Nuestro Proyecto

Nace de la inquietud de una familia de Ronda apasionada de todo tipo de vinos, la familia Morales León. En 2003 adquiere una parcela de unas 4 Hectáreas, y en poco tiempo deciden que quieren plantar viñedo, esta parcela tiene el nombre de “Finca Lunares” y de ahí procede el nombre de la bodega.

Ronda siempre fue tierra de viñedos, hasta que entre finales del siglo XIX y principios del XX llegó la filoxera procedente de Málaga (una de las primeras en ser infectada en toda España) y aniquila la inmensa mayoría del viñedo de Europa.

Además, el cultivo del olivo se hizo más rentable y se abandonó la vid casi por completo.
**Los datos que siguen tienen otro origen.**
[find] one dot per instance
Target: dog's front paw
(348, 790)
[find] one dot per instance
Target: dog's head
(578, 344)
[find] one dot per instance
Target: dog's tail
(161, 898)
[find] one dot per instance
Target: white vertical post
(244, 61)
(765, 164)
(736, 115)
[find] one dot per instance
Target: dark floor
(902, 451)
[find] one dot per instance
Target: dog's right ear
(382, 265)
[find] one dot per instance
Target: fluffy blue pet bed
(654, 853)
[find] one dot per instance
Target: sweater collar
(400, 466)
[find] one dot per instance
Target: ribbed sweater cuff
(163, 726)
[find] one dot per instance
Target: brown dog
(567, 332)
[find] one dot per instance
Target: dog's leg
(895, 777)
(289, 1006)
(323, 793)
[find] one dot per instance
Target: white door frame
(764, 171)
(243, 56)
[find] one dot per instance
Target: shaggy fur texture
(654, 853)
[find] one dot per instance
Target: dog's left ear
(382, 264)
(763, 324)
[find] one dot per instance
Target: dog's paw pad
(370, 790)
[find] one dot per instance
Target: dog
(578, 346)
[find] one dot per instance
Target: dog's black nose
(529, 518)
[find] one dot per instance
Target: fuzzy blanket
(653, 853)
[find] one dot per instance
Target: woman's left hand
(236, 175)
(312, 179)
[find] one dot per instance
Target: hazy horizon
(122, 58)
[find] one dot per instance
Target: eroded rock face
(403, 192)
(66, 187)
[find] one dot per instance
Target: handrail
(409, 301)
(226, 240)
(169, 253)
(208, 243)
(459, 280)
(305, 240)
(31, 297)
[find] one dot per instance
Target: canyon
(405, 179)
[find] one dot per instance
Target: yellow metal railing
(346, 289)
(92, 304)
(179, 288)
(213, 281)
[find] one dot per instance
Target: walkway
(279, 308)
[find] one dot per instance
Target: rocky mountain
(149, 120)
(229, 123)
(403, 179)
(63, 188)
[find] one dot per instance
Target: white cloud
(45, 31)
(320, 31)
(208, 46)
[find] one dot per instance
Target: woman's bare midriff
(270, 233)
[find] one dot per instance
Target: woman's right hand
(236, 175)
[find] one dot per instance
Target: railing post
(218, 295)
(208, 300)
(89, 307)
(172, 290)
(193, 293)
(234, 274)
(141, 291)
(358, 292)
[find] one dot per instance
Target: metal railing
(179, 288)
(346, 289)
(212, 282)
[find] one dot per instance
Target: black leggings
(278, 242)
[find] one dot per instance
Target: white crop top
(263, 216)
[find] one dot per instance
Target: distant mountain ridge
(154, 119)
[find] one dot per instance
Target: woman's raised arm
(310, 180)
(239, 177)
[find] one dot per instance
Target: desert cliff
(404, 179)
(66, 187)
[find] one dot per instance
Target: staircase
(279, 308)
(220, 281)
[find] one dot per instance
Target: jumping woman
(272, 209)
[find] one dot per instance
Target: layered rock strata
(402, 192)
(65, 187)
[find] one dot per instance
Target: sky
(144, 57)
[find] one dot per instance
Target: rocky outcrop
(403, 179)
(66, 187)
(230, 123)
No es hasta los años 80, con la llegada del Príncipe Alfonso de Hohenlohe y Federico Schatz, cuando se retoma de nuevo su cultivo. A partir de aquí nacen nuevas bodegas como la nuestra hasta la veintena que somos en la actualidad, convirtiéndose a día de hoy en otro de los motores económicos de Ronda.

Esta veintena de bodegas, casi todas pequeñas y familiares, dotan a Ronda de una diversidad más que interesante.